Mais tu ne voulais pas y penser, tu désirais juste apprécier la joie de ce jubilé. Les tiens te réservaient une surprise. Tu attendais de la découvrir avec une frénésie croissante, dissimulée sous une dignité apparente.
Tu laissas passer la matinée. Bientôt midi arda sous l'éther estival ; alors, tu t'installas dans la cour intérieure. Là, sous l'ombre des pins-parasols, les hommes plaçaient les tables, les dames approchaient, les bras chargés de nappes immaculées. Tu remarquas des jeunes gens monter une estrade. Elle serait ornée de guirlandes de fleurs, des airs joyeux s'y joueraient, et naitraient alors des farandoles. Les voisins ne tarderaient plus à présent à envahir le domaine familial, pour ta plus grande joie.

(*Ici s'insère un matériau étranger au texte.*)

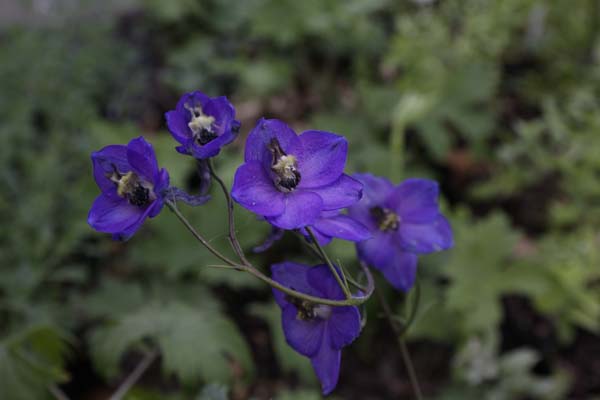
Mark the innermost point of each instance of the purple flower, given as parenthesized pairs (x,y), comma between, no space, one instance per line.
(291,179)
(132,188)
(202,124)
(316,331)
(332,224)
(405,221)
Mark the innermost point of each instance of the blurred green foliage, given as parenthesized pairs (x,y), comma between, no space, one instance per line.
(496,100)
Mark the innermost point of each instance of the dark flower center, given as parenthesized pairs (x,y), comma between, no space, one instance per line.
(201,125)
(386,219)
(284,167)
(132,187)
(308,311)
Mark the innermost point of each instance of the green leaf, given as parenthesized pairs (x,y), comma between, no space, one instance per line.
(30,361)
(196,343)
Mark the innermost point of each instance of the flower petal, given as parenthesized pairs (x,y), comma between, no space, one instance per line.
(326,364)
(340,194)
(426,238)
(142,159)
(261,135)
(322,238)
(223,112)
(128,232)
(293,276)
(343,227)
(323,159)
(401,270)
(415,200)
(254,190)
(343,326)
(211,148)
(304,336)
(301,209)
(116,215)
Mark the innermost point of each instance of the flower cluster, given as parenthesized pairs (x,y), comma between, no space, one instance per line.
(293,182)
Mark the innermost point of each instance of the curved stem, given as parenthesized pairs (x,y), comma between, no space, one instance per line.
(135,375)
(232,237)
(199,237)
(352,301)
(340,280)
(412,375)
(413,310)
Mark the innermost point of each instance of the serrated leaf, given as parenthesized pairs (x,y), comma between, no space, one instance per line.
(195,343)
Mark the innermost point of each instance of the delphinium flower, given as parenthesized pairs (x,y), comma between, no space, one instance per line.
(405,221)
(202,124)
(332,224)
(316,331)
(290,179)
(133,188)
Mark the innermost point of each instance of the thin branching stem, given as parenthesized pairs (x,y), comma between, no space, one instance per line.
(235,244)
(135,375)
(198,237)
(351,301)
(340,279)
(412,375)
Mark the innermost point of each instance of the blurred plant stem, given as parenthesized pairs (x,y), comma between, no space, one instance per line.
(399,332)
(235,244)
(135,375)
(351,301)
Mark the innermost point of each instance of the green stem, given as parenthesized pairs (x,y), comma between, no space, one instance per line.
(352,301)
(412,375)
(341,281)
(413,310)
(232,236)
(198,237)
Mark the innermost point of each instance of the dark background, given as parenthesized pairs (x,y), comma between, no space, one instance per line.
(497,100)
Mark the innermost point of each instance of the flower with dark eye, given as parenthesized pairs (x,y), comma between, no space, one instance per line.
(405,221)
(316,331)
(132,188)
(202,124)
(290,179)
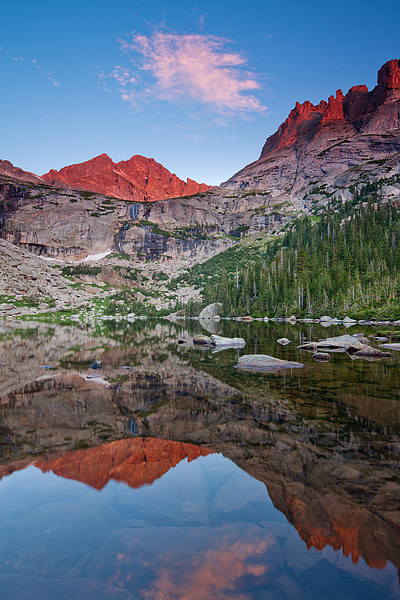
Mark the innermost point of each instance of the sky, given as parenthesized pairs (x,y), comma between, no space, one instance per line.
(198,86)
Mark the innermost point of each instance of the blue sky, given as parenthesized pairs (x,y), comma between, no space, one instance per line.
(196,85)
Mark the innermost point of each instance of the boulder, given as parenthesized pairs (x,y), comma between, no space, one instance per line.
(210,311)
(369,352)
(345,342)
(263,362)
(96,364)
(202,340)
(348,321)
(218,340)
(322,356)
(393,346)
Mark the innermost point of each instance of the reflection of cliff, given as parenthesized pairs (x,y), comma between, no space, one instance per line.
(333,471)
(137,461)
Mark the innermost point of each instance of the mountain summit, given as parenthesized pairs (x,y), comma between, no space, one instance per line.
(331,147)
(358,110)
(138,179)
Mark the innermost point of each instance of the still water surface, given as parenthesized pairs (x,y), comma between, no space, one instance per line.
(183,478)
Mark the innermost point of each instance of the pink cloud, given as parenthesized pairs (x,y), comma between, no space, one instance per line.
(197,67)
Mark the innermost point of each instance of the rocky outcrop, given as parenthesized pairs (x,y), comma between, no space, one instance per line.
(138,179)
(353,111)
(7,169)
(321,151)
(23,276)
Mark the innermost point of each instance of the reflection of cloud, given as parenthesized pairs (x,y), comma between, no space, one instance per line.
(198,67)
(214,574)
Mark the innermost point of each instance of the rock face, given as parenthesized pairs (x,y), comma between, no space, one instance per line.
(7,169)
(323,148)
(138,179)
(24,275)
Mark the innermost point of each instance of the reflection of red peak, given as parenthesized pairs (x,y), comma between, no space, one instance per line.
(137,179)
(135,461)
(351,110)
(331,520)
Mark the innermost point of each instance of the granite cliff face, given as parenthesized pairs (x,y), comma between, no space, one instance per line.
(325,149)
(7,169)
(319,153)
(138,179)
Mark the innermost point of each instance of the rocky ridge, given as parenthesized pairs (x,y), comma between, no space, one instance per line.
(320,153)
(138,179)
(323,150)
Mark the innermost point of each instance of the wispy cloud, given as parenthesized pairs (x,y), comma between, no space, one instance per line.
(198,67)
(44,73)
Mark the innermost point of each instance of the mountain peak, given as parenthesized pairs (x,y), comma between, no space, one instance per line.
(351,110)
(137,179)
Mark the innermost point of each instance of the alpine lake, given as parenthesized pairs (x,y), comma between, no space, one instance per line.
(169,474)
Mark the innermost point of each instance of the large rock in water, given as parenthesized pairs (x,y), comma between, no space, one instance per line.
(263,362)
(219,340)
(211,311)
(341,342)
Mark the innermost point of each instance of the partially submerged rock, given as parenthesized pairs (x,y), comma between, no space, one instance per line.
(219,340)
(202,340)
(263,362)
(348,321)
(322,356)
(96,364)
(346,343)
(369,352)
(210,311)
(393,346)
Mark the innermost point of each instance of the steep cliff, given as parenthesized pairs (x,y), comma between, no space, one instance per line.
(138,179)
(324,149)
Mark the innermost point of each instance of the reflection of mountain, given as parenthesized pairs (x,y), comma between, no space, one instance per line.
(137,461)
(326,447)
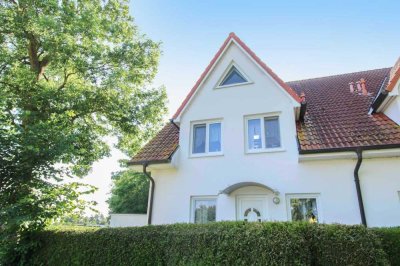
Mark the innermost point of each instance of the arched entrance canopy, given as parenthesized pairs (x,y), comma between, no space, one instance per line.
(236,186)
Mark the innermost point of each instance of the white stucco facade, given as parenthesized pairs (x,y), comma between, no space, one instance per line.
(329,179)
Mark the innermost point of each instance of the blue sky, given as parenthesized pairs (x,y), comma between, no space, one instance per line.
(297,39)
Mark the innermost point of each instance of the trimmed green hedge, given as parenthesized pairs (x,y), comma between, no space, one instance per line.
(390,238)
(222,243)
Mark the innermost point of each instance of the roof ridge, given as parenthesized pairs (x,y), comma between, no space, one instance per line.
(336,75)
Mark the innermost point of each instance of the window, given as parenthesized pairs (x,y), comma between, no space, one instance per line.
(207,138)
(303,207)
(233,77)
(203,209)
(263,133)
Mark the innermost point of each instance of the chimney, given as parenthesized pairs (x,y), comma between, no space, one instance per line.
(359,89)
(363,86)
(351,84)
(394,69)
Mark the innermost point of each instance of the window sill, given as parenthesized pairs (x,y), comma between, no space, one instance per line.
(280,149)
(201,155)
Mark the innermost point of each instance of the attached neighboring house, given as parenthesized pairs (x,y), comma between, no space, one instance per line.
(245,145)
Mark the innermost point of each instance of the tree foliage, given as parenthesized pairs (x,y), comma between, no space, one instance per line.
(129,193)
(71,72)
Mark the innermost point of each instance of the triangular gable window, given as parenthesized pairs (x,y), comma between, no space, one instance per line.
(233,77)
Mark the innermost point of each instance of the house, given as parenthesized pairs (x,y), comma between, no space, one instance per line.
(245,145)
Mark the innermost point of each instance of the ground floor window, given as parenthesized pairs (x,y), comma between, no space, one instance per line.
(203,209)
(303,207)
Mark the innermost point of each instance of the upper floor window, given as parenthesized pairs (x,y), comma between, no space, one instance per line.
(233,76)
(206,138)
(303,207)
(263,132)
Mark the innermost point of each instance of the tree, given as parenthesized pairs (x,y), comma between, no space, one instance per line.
(71,72)
(129,193)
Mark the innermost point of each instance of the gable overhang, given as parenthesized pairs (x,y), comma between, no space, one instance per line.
(228,190)
(233,39)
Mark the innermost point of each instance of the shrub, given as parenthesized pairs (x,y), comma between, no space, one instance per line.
(390,238)
(222,243)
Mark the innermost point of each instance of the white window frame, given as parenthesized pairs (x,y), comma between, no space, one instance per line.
(262,118)
(232,63)
(316,196)
(206,153)
(193,200)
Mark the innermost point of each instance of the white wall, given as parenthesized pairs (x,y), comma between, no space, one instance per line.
(393,110)
(332,179)
(126,220)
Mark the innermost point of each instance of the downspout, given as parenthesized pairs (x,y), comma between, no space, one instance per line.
(152,185)
(358,188)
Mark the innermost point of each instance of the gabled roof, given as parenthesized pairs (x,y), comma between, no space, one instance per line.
(232,37)
(160,148)
(337,119)
(394,76)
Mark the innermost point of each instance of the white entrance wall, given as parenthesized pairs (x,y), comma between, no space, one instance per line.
(333,180)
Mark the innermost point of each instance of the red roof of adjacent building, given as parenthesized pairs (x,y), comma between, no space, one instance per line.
(337,119)
(160,148)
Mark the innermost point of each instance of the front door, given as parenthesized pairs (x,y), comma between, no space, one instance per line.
(251,208)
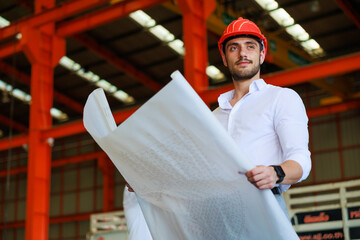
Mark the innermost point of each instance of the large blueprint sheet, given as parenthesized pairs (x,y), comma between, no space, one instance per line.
(184,167)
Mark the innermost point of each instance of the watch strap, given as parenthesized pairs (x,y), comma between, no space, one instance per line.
(279,172)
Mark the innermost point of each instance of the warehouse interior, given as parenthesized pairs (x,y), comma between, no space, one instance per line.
(53,54)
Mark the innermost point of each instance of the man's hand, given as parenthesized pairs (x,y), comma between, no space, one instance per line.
(262,177)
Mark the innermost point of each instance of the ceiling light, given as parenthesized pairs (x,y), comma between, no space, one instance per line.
(143,19)
(123,96)
(298,32)
(95,79)
(268,4)
(310,44)
(162,33)
(282,17)
(4,22)
(178,46)
(21,95)
(106,86)
(59,115)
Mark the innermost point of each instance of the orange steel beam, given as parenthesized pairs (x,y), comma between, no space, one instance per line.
(354,15)
(54,14)
(117,62)
(62,130)
(9,49)
(307,73)
(44,50)
(59,162)
(326,68)
(24,78)
(335,108)
(103,16)
(195,14)
(7,121)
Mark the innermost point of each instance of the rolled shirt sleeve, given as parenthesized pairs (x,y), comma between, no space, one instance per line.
(291,125)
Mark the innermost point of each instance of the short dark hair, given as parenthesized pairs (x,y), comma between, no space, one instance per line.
(261,43)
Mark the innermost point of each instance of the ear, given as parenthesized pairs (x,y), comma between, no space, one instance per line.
(224,58)
(262,56)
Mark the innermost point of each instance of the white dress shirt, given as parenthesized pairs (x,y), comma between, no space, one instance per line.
(269,124)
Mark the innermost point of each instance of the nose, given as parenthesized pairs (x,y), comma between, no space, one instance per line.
(242,52)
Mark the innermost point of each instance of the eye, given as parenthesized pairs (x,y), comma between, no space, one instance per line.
(232,48)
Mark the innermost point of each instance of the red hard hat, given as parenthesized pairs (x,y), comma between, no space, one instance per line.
(241,26)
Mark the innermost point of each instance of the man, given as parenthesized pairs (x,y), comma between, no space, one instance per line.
(268,123)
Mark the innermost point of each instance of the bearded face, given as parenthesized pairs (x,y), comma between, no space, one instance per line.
(243,58)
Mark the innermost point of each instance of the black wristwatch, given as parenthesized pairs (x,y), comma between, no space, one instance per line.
(279,172)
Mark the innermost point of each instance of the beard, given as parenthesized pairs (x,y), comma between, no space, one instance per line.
(239,75)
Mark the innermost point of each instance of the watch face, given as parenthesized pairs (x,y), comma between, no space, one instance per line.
(280,173)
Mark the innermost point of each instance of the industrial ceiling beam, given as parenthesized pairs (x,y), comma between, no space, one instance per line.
(24,78)
(59,162)
(280,52)
(118,62)
(55,14)
(103,16)
(354,15)
(298,75)
(285,78)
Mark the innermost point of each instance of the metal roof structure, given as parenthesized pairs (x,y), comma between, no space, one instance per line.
(107,45)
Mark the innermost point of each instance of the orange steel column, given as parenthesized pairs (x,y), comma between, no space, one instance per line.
(195,13)
(107,168)
(43,50)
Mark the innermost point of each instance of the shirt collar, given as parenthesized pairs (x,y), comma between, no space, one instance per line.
(224,99)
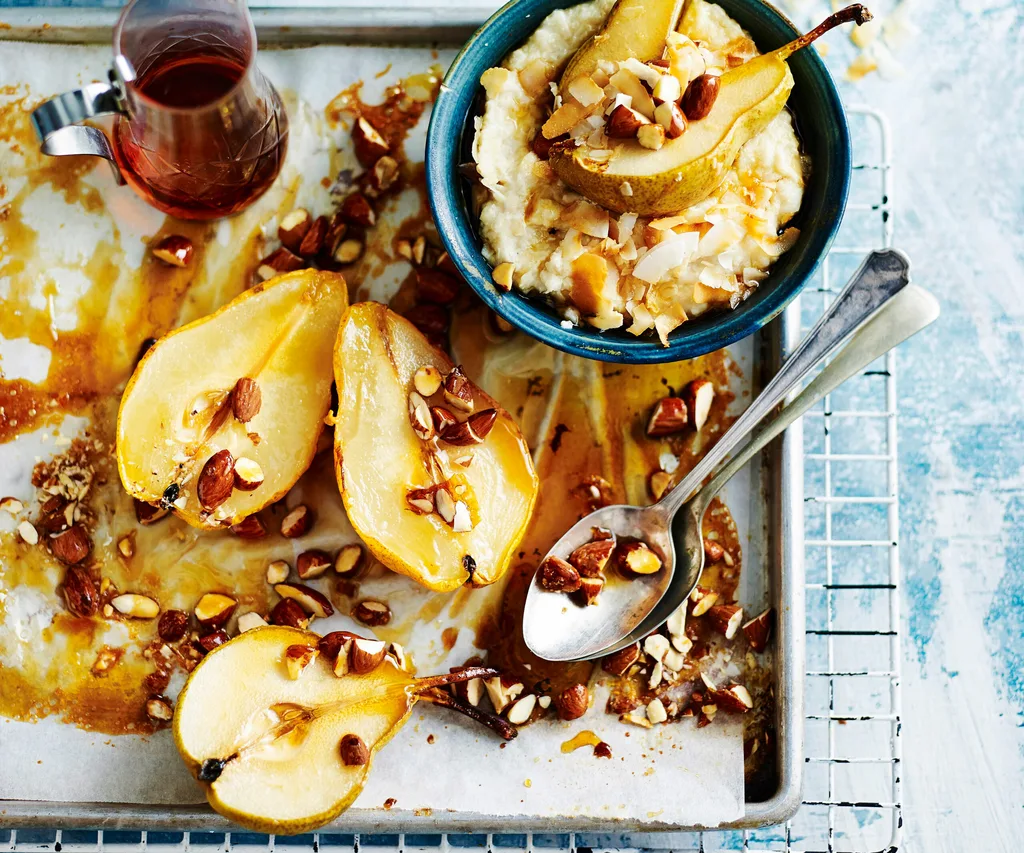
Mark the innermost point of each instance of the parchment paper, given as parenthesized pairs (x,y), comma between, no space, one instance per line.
(673,773)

Sur les tables, les assiettes s'alignaient, la cristallerie étincelait, les couverts cliquetaient. Des pichets de vin guilleret et frais arrivaient accompagnés de cruches d'eau puisée aux sources limpides du pays. Cela précéda de peu l'assistance : jeunes filles corolles, garçons endiablés, hommes - plus sages ? - aux voix graves, femmes souriantes à la démarche assurée ou légère, matrones avançant dignement, douairières à l'œil acéré, anciens s’appuyant sur leurs cannes ouvragées.
Toi, tu étais là, trônant sur un siège éminent, aïeul heureux. Tu jetais sur eux un regard aimant et peut-être légèrement condescendant.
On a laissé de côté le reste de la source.